Hi 👋
While evaluating crystal-pg for a Crystal project, I ran a full multi-dimension audit toward a 1.0 tag (correctness, concurrency / fiber-safety, error model, perf/memory/CPU, PostgreSQL protocol completeness, public API / SemVer surface, tests / CI). I want to lead with the honest part: the architecture is genuinely good. A clean two-layer split — the wire protocol in PQ::* cleanly separated from the crystal-db driver in PG::* — correct binary decoders for the large majority of types, SCRAM-SHA-256 + channel binding (rare and well done), logical replication (pgoutput), and a real round-trip spec suite against Postgres 14–18. The bones are solid.
This is meant as a constructive map of what stands between today and a 1.0 that can be promised — and I'm offering to contribute the fixes, starting with the blockers and the most-requested security/recovery gaps.
📄 Full audit (canonical, cited file:line): https://gist.github.com/n-rodriguez/4cbd8a46b0892adc8305156c70273a50
Summary by tier
| Tier |
Theme |
Headline |
| 0 |
Blockers |
PG::Interval#to_spans calls methods that don't exist (won't compile when called); .size instead of .bytesize corrupts the startup/password packet for non-ASCII; a stray pp debug print in replication; CI triggers on main while the default branch is master (push CI never fires); a decode error poisons a pooled connection silently |
| 1 |
Security |
verify-ca/verify-full are accepted but the TLS context is hard-coded VerifyMode::NONE — no cert/hostname verification (silent MITM exposure); an over-permissive .pgpass is warned about but read anyway; PGSSLMODE/PGSSL* env vars are ignored |
| 2 |
Correctness & concurrency |
RowDescription table_oid/column fields swapped + truncated; infinity/-infinity timestamps unhandled; Numeric#to_s fractional truncation is fragile; two array code paths disagree on non-1 lower bounds; the LISTEN/NOTIFY loop shares the socket read path with queries without a lock; @@location_cache is mutated cross-fiber without synchronization; two disjoint exception trees (PQ::PQError is not under PG::Error) |
| 3 |
Protocol completeness |
verify-* unimplemented; NegotiateProtocolVersion unhandled; no CancelRequest; missing types (time/timetz, inet/cidr/macaddr, money, ranges); connect_timeout/options not honored (a dead host hangs forever); replication: no slot creation, proto pinned to v1, ErrorFrame ignored |
| 4 |
Perf / memory / CPU |
decoder resolved by per-value OID hash lookup instead of per-column; no real prepared statements (Parse on every exec — the unnamed statement); Array(Slice?) + per-column copy per row; text param encoding allocates per value |
| 5 |
API / SemVer |
the whole PQ::* namespace is :nodoc: but public in practice (callbacks return PQ::Notification/Notice); PQ::Connection#soc + protocol I/O are public; sslmode is a Symbol; Geo::Path is inconsistent with its sibling records; PG::Error is :nodoc: yet is the root users must rescue; dead pre-Crystal-1.0 monkeypatches |
| 6 |
Tests / CI / packaging |
CI is nix-only with a single Crystal version; pq/frame.cr, pq/query.cr, ext/openssl.cr, pg/record.cr have zero coverage; auth & escape-error specs are disabled by default; depends on crystal-db which is itself pre-1.0 |
All headline compile / wire-format / security findings were verified by hand against the source.
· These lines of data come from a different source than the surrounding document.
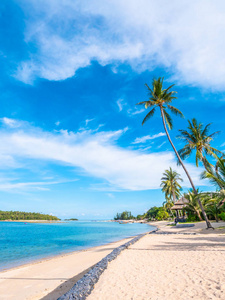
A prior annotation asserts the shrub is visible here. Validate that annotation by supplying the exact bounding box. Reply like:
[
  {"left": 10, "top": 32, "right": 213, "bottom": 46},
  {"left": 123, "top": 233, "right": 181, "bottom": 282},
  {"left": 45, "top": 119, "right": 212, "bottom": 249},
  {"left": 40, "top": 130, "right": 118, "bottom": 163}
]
[
  {"left": 187, "top": 215, "right": 199, "bottom": 222},
  {"left": 219, "top": 212, "right": 225, "bottom": 221},
  {"left": 156, "top": 210, "right": 169, "bottom": 221}
]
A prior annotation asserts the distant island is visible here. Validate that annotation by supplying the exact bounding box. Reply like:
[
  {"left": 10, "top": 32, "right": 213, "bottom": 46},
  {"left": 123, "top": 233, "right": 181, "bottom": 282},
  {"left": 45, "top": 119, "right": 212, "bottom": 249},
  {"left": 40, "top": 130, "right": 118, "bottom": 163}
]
[{"left": 0, "top": 210, "right": 60, "bottom": 221}]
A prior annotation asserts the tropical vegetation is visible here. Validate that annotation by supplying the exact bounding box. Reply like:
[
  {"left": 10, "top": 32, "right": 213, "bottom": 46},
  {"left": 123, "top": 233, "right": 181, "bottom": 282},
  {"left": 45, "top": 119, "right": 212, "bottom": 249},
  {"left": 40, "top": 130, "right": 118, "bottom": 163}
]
[
  {"left": 137, "top": 77, "right": 218, "bottom": 228},
  {"left": 178, "top": 118, "right": 223, "bottom": 169},
  {"left": 0, "top": 211, "right": 60, "bottom": 221}
]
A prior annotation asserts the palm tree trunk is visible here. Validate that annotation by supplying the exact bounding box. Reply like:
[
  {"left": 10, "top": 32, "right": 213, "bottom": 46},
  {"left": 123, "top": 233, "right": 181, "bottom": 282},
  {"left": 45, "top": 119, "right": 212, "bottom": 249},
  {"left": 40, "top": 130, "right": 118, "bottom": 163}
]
[
  {"left": 160, "top": 106, "right": 214, "bottom": 229},
  {"left": 196, "top": 210, "right": 202, "bottom": 221},
  {"left": 172, "top": 188, "right": 176, "bottom": 204}
]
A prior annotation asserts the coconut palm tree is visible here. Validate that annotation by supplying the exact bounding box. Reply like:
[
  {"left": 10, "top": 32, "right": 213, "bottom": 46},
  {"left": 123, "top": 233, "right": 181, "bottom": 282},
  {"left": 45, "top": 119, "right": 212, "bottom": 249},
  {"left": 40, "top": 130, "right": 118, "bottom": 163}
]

How this maps to existing PRs and issues
Several long-standing issues corroborate these findings — they're not theoretical:
The takeaway: Tier 0 and Tier 1 have no competing PRs but multiple corroborating issues — that's where I'd like to start.
Proposed plan
I'll open one child issue per tier (linked below) so each is independently discussable, and I'd like to start with a PR for Tier 0 (the blockers) — each with a failing spec first, plus the CI branch fix so they can't recur — and then Tier 1 (verify-full, closing #240/#237/#231).
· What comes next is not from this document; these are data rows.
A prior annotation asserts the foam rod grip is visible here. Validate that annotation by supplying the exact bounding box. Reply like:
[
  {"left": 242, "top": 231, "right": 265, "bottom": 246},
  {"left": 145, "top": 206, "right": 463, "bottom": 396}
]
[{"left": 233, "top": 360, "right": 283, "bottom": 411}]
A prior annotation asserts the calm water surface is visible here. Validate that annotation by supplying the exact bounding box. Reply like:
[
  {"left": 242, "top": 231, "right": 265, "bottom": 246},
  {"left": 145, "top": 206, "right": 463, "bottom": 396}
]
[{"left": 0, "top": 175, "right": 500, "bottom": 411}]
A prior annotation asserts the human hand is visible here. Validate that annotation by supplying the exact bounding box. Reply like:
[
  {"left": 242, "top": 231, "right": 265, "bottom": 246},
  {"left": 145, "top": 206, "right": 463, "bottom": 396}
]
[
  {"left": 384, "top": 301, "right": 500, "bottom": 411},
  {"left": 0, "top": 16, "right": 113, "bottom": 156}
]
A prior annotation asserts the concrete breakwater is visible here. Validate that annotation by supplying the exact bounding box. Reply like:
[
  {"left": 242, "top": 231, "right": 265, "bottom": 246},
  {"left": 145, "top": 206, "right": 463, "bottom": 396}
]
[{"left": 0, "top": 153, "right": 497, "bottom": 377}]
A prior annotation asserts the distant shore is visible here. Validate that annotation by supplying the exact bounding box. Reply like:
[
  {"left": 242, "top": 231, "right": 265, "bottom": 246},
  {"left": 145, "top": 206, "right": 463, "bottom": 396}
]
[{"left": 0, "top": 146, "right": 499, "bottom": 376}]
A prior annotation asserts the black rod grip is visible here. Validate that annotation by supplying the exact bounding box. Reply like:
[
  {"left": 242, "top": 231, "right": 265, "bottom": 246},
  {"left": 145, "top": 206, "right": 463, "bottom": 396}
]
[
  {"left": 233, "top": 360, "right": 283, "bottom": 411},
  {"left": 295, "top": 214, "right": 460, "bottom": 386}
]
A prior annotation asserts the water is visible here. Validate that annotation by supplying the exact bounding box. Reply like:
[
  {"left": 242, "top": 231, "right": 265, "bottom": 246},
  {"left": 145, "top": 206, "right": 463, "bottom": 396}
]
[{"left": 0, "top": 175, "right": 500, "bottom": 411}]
Two questions before I send code:
- Spec framework for new specs — stdlib
spec (what the suite uses today)?
- For the completeness gaps (Tier 3) and security (Tier 1): prefer to implement them (real TLS verification, missing types, query cancel), or to stop advertising them (reject
verify-* and unsupported sslmodes loudly) until they exist? Happy either way.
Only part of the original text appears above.